- For day, time, room, and TA information, see our Fall PDF schedule or the course search tool https://registrar-apps.ucdavis.edu/courses/search/index.cfm.
- For all courses not described below, please refer to the General Catalog course descriptions: https://catalog.ucdavis.edu/courses-subject-code/fre/
FRE 001-003: Elementary French
FRE 021-023: Intermediate French
See Placement Guide or Catalog Descriptions
FRE 100: Comp In French
Prof. Claire Goldstein
This quarter we will read memorable works of fiction in French: from novellas by Flaubert and Balzac, to Madame Leprince de Beaumont’s classic fairy tale, La Belle et la bête and Jean Cocteau’s surrealist film version of the same story, to Marjanne Satrapi’s humorous and poignant graphic novel exploring cultural norms regarding gender and sexuality. Students will work in a supportive workshop setting to develop critical reading strategies in French and hone their ability to present their ideas in French, orally and in writing.
- Gustave Flaubert, Un coeur simple. Nathan/Carrés classiques (2012). 978-2091885148
- Honoré de Balzac, Sarrasine. Le livre de poche/Libretti (2001). 978-2253193050
- Madame Leprince de Beaumont, La Belle et la bête. Larousse/ Petits Classiques (2011). 978-2035855701.
- Siskin, Krueger and Fauvel, Tâches d’encre, fourth ed, Heinle/Cenage (2017). 978-1-305-58028-2. **Also available as an eTextbook
- Optional book: Marjane Satrapi, Broderies. Association (2013). 978-2844140951
FRE 108: Modern French Culture
Prof. Jeff Fort
This course will provide a survey of modern French culture and history from the late nineteenth century (especially the Dreyfus affair) to the postwar era, with an emphasis on the cultural and political crises and shifts that marked this hundred year period. We will examine especially major historical conflicts including World War I, World War II and the German Occupation, the Algerian War, the advent of the Fifth Republic, and the student and worker uprisings of May 1968. Course material will include historical documents, journalism, essays, photography, paintings, and films. Course work will include multiple writing assignments, a research project, in-class presentations, and a final exam.
FRE 109: French Phonetics
Prof. Eric Russell
Course Description: This course will introduce you to phonetic transcription using the International Phonetic Alphabet, familiarize you with how French sounds are produced alone and in context, and highlight common mistakes made by nonnative speakers of French. We will also discuss the correspondence between written and spoken French, some of the difficulties for Anglophone learners of French, and regional variation in the Francophone world.
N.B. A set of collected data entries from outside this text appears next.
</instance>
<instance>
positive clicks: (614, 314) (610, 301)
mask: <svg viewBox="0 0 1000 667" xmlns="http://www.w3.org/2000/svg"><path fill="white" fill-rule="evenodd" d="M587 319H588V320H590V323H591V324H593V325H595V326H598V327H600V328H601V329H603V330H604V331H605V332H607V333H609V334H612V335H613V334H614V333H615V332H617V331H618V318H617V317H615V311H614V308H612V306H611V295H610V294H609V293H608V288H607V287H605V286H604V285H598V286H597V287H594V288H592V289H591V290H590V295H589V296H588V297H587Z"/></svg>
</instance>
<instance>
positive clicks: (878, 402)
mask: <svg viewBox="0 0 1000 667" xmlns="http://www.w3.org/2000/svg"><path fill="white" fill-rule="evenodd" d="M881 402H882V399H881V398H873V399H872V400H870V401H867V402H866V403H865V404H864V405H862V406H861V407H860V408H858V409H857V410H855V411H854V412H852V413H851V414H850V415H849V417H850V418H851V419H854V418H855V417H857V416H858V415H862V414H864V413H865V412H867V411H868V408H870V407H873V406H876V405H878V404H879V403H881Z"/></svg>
This course is likely very different from others you have taken, and you'll be asked to look at language from a more scientific perspective. In additional to French, you should be prepared to discover a great deal about English, other languages and human linguistic production, in general; spoken forms and spelling; formal differences between the "Standard" and other varieties across the French-speaking world.
By the end of the quarter, you should:
- be able to transcribe, using the IPA, a spoken or written passage
- be able to describe the sound inventory of French using standard linguistic terminology
- recognize, understand and exemplify different phonological processes affecting the online ("real-time") production of French utterances
- recognize, evaluate and correct pronunciation flaws common to English speakers of French.
Prerequisite: French 023 or the equivalent.
GE credit (New): Social Sciences.
Format: Lecture/Discussion - 3 hours; Laboratory - 1 hour.
- Available on Canvas
FRE 200: Intro to Graduate Study
Prof. Jeff Fort
Seminar—2 hour(s). Prerequisite(s): Consent of Instructor. Graduate standing. Introduction to a range of methodologies and critical practices in the field of French Studies, including literature, culture, and linguistics. Covers basic principles of bibliographic research in the humanities. (S/U grading only.)
FRE 210: Miseducation and the Novel
Prof. Toby Warner
The Bildungsroman or novel of formation is one of the quintessential modern literary forms. Sometimes known as a sentimental education or simply as the coming-of-age novel, the genre typically follows a young protagonist from childhood through adulthood as they seek to make their way in the world and come to understand "what everyone else already knows." In this course we will explore how a wide range of authors have used coming-of-age plots to reflect on and refract colonial experiences of modernity. Specifically, we will consider how authors of colonial and postcolonial Bildungsromane often warp the arc of the genre's education plot into the story of the protagonist's miseducation. Across readings by authors such as Ferdinand Oyono, Maryse Condé, Abdellah Taïa and others, we will study how the coming-of-age novel has served as a ground from which to articulate critiques of coloniality, pose questions about identity and self-determination, and imagine new forms of happiness.
FRE 390A The Teaching of French in College
Prof. Julia Simon
Lecture/Discussion—2 hour(s). Prerequisite(s): Graduate standing or consent of instructor. Designed for graduate teaching assistants with emphasis on problems and procedures encountered by teachers of lower division classes at the university. May be repeated for credit with consent of instructor. (S/U grading only.)